Hiroshi also reveals how an ancient remedy used arsenic and other heavy metals to save his life when malaria swept through the ranks; how his unit sawed apart a dud aerial bomb and salvaged the explosives to hand-craft land mines in a jungle workshop; and how teams of locally-based soldiers used the cover of darkness to guide Communist troops and weapons along trail networks that stretched from the Cambodian border to the Mekong Delta. 

Woven among the enemy’s secrets, Private Watanabe also tells the story of his love for Tam, a Vietnamese war widow he acquires in a marriage arranged by his commanders, adding another unusual element to this unique tale. 

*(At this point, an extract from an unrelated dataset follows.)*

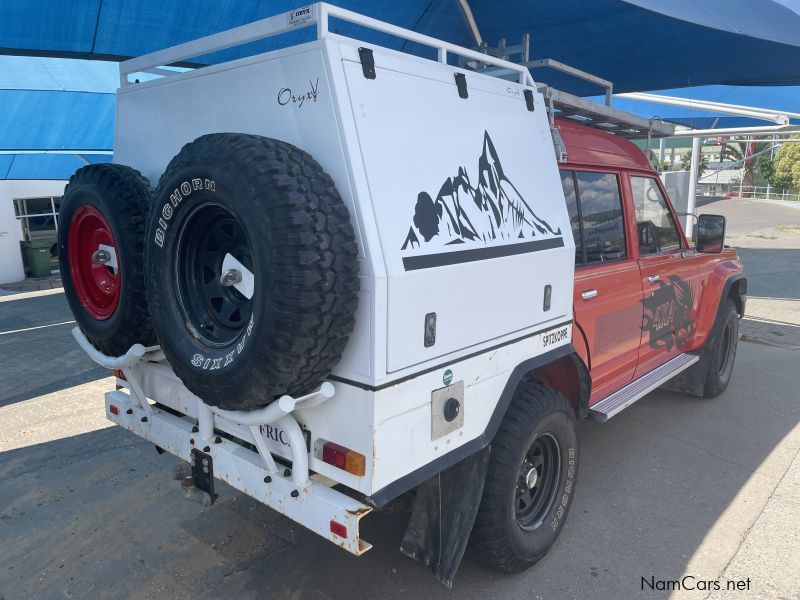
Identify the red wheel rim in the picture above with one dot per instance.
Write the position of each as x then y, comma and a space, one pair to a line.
97, 285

The 498-page book is available at Gathering Volumes in Perrysburg, local Barnes and Noble outlets, and Amazon.

Richard A. “Rick” Rajner followed four career paths, all beginning with the letter “S.”  He became a soldier by volunteering for the draft in 1966.  Rick didn’t see the U.S. Army as a vocation; he simply wanted to avoid four years of undergraduate poverty by qualifying for educational benefits offered under the provisions of the GI Bill.  After his unit was attacked near the Korean DMZ, he volunteered to serve in Vietnam. 

In 1968, he returned to school, then re-enlisted when he realized his younger brothers were likely to be drafted.  He served two more tours in Vietnam, earning more than two dozen decorations.  After leaving the Army, Rick entered Local 50’s apprentice program; four years later he became a journeyman steamfitter. 

An unsuccessful surgery, which intended to repair a wartime injury, sent Rick back to college where he remained for ten years.  In his years as a scholar, he taught Anthropology and American History, and authored a number of popular, academic, and “history-for-hire” works. 

A few years after he retired, he noticed an a news item announcing a Veterans Writing Workshop offered by Lourdes University and the Toledo-Lucas County Public Library.  There he found his fourth calling:  storyteller.  Hiroshi’s Story was inspired by one of the in-class exercises in that nine-month course.